Thom Hartmann — Bem, há alguns. Eu cito os livros de Strauss e Howe, The Fourth Turning e Generations, e eles não são os únicos que observam isso. Parece que é assim mesmo. Isso depois da palavra escrita. Entre os povos sem escrita, as histórias eram passadas de geração para geração, e as pessoas geralmente não esqueciam. Se você ler Man’s Rise to Civilization, de Peter Farb, um livro escrito nos anos 1960 sobre o primeiro contato com 34 tribos indígenas no século XVI, o que ele descobriu foi que aquelas sociedades sabiam lições milenares, porque as passavam adiante.

Luís Fernando — E agora que temos a escrita, esquecemos.
Thom Hartmann — O que é assunto para outra conversa, mas é fascinante.

Luís Fernando — Se vamos aprender alguma coisa com a crise em que estamos, o que será? Que soluções vamos encontrar?
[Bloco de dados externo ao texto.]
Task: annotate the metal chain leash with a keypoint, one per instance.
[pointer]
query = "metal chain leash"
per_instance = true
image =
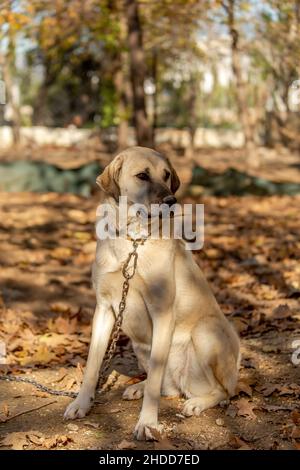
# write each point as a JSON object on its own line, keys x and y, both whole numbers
{"x": 127, "y": 274}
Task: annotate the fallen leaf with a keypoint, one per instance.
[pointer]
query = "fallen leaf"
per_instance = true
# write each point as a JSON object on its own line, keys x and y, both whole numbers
{"x": 237, "y": 443}
{"x": 243, "y": 386}
{"x": 15, "y": 440}
{"x": 163, "y": 444}
{"x": 126, "y": 445}
{"x": 295, "y": 434}
{"x": 92, "y": 424}
{"x": 281, "y": 312}
{"x": 295, "y": 415}
{"x": 72, "y": 427}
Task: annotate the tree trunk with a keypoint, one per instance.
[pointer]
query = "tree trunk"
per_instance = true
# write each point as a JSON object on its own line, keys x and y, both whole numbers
{"x": 16, "y": 117}
{"x": 121, "y": 86}
{"x": 192, "y": 121}
{"x": 155, "y": 81}
{"x": 137, "y": 74}
{"x": 241, "y": 86}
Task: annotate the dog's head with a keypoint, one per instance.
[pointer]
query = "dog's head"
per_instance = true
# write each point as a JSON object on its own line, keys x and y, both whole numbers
{"x": 143, "y": 175}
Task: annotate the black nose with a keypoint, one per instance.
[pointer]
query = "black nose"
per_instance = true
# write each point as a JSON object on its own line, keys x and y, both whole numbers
{"x": 170, "y": 200}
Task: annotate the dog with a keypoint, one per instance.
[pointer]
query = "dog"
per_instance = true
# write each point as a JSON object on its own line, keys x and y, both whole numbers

Thom Hartmann — Eu espero que a maior lição dessa crise seja o aprendizado de que a desigualdade é o maior mal. Eu mencionei a repetição de erros. Em 1920, quando Harren Harding concorreu à presidência, ele tinha duas plataformas: reduzir o imposto máximo de 91% para milionários e bilionários para 25% e privatizar cargos governamentais e desregulamentar. O slogan dele era “menos governo nas empresas, mais empresas no governo”. Ele fez as duas coisas em 1921, quando assumiu, e isso levou ao crash de 1929. Vimos nos últimos 30 anos essencialmente a mesma coisa, não feita de forma tão agressiva, mas essencialmente a mesma coisa, e estamos vivenciando as mesmas consequências. O grande estabilizador contra essas enormes disparidades de riqueza, essa desigualdade de renda, historicamente são os impostos, impostos progressivos, às vezes até impostos sobre patrimônio. E estou muito esperançoso que isso aconteça. Quando a maior taxação está acima de 50%, geralmente os diretores-executivos ganham 30 vezes mais que os funcionários, e a economia fica estável. Quando a taxa está abaixo de 50%, os muito ricos têm muito hot money. Não foi difícil de conseguir, é dinheiro fácil, então eles apostam: “Vamos investir em derivativos, em hipotecas, nisso, naquilo!” E isso leva a bolhas e a quebras. Então eu acho que esse grande efeito estabilizador, combinado com o entendimento de que a desigualdade destrói a confiança social… Se a desigualdade aumenta, o crime aumenta, a gravidez na adolescência aumenta, a taxa de DST aumenta, a confiança social diminui, o discurso político se torna áspero, cresce a probabilidade de surgirem movimentos políticos radicais, cresce a probabilidade de instabilidade econômica. Tudo isso é consequência da desigualdade, e não estou defendendo um mundo marxista nem de longe, mas acho que, se reduzirmos a desigualdade que há no mundo, podemos produzir um mundo muito melhor.